Who are the great heroes of our age? Well, if their own ads are to be any guide it's the payday loan companies of course – those operators who lend out small amounts of cash for short periods of time. They are here to fly in and save us from disaster or ride to the rescue at just the right moment.
Through their ability to conjure cash these magical fairies will help remove those barriers on the path towards success.
The payday loan companies generally market themselves as our friend and ally in an unpredictable world – there to help when the car breaks down or when we need to pay for a veterinary visit.
There is usually an element of truth mixed with the fantastical in the stories we tell ourselves, and while short-term lenders are neither fairies nor superheroes they are servicing a real social need.
In Australia, since the first payday lender opened its doors in 1998 the sector has become the fastest growing component of our financial services industry. More and more people feel they need to access money from payday lenders. As reported in the Consumer Action Legal Centre's Payday loans: Helping hand or quicksand?, the overwhelming majority of people who use payday loans are on low-incomes, generally young (34 and under), single or single parents, and are either in casual/part-time employment or aren't working.
In other words, payday lenders are growing because they are catering to a growing class – the Kleenex generation. Those of us aged 34 and under are getting poorer.
Increasingly we live in isolation – removed from the traditional support networks of family and community – rotating between low wage insecure jobs and a social (in)security system designed to push us back to those same casual or zero-hour jobs. We are kept waiting in the dark until we are needed, used and then disposed of.
Each day we anxiously check our phones to see if we have a message telling us we have that shift we need to pay the bills. Sometimes we don't get it. Sometimes we need a little something extra to get us to the next payday regardless of the long-term consequences.
Despite the whimsical marketing, generally we end up using payday loans to cover the very expected costs of living. According to Payday loans: Helping hand or quicksand?, an overwhelming 75 per cent of payday loans in Australia are taken out to cover our basic costs from car repairs and registration, utility bills, food and groceries, to rent and mortgage repayments. A further 6 per cent of payday loans are used to pay down existing debts.
It is telling that one of the more prominent payday lenders on the Australian market has shifted its advertising focus in only the last few weeks from the "unexpected" to a very expected gas bill.
Many of us are using payday loans to maintain a functional existence within our economy. Payday loans service a real social need.

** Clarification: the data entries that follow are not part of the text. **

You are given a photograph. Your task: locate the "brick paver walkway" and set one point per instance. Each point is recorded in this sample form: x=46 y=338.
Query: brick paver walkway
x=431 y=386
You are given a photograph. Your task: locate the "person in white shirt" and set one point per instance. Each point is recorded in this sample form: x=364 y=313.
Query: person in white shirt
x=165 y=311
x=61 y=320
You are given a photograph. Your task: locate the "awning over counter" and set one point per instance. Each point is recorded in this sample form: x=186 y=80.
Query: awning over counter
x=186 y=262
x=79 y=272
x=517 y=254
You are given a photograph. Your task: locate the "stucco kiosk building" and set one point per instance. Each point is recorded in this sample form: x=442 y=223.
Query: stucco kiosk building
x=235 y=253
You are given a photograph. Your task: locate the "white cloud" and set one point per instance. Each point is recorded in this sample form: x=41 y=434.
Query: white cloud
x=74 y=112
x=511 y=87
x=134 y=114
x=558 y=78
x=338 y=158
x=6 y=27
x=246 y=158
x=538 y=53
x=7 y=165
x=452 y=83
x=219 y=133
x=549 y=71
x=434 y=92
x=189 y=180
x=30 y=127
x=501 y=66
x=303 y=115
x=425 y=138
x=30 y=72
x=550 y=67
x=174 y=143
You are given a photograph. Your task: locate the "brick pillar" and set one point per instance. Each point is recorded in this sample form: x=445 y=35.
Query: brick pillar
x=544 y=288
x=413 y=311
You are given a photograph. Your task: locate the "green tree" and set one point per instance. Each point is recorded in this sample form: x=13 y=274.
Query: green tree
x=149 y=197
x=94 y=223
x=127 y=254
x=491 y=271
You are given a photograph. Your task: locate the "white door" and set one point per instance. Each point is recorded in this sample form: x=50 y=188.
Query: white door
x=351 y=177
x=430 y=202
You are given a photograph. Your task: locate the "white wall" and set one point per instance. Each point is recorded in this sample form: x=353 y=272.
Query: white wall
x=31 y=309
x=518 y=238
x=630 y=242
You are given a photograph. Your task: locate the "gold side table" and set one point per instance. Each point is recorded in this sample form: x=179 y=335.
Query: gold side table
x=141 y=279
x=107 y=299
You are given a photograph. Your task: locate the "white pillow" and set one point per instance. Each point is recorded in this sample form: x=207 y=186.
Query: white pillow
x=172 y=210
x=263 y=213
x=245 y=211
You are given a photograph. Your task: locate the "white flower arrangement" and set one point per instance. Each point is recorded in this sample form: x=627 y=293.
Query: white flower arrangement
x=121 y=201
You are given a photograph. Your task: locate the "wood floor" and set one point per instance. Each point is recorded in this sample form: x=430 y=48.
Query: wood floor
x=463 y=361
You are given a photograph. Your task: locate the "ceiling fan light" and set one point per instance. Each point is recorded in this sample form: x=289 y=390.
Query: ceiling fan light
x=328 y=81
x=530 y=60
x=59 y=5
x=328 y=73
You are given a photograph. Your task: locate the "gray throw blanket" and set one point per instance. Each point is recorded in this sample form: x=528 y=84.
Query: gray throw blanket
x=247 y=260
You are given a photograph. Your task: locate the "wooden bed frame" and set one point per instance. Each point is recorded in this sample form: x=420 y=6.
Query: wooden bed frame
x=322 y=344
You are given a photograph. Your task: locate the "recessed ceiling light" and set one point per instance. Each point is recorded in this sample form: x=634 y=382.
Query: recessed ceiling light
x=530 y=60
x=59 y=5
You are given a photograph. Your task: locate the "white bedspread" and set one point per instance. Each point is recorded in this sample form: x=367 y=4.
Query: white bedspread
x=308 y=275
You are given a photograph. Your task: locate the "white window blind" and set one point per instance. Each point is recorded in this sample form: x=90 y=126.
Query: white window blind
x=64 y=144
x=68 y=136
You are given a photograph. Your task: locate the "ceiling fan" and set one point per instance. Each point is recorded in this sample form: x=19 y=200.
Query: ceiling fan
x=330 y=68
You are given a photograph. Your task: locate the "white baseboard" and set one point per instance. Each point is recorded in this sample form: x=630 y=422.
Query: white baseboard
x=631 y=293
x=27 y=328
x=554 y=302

We live in a world of rising rents and falling wages. As we travel through life in our toll-booth economy, corporate oligopolies in transport, utilities and healthcare demand more and more from us. Meanwhile, the combined efforts of corporate Australia and federal and state governments to push down our wages and our means of fighting back have started to get results. We have now joined the rest of the English-speaking world in experiencing falling real wages. It should come as no surprise then that more of us are breaking down more often. When corporations push us from both ends something has to give. Enter payday loans.
The rise of short-term lending tells us how the market views the very problems it creates. It finds the most profitable opportunity in the problem it created in the first place, regardless of the wider consequences.
In this instance, the corporate squeezing of the Kleenex generation becomes an opportunity to take even more money from us. Payday loan companies make money most expensive for those of us who have the least of it. The annual interest rate on a typical mortgage is about 5 per cent, however, the effective annual interest rate on a reputable payday loan in Australia is about 116 per cent. Sure these loans are marketed as short-term, but many who are stuck in the payday loan cycle find it hard to escape – especially if you used a loan in the first place to cover a basic living expense.
The market doesn't solve our problems, it profits from them. Our very desperation becomes a growth opportunity.
Payday loan companies exist because there is a gap in the market for them to make a profit. Regulating how much payday companies can take advantage of our desperation does make a difference for some, however, the very fact of their existence is the problem.
They exist because there are millions of Australians who don't earn enough to cover their basic expenses. The market won't fix this for us. Only we can.
* Godfrey Moase is an Assistant General Branch Secretary with the National Union of Workers.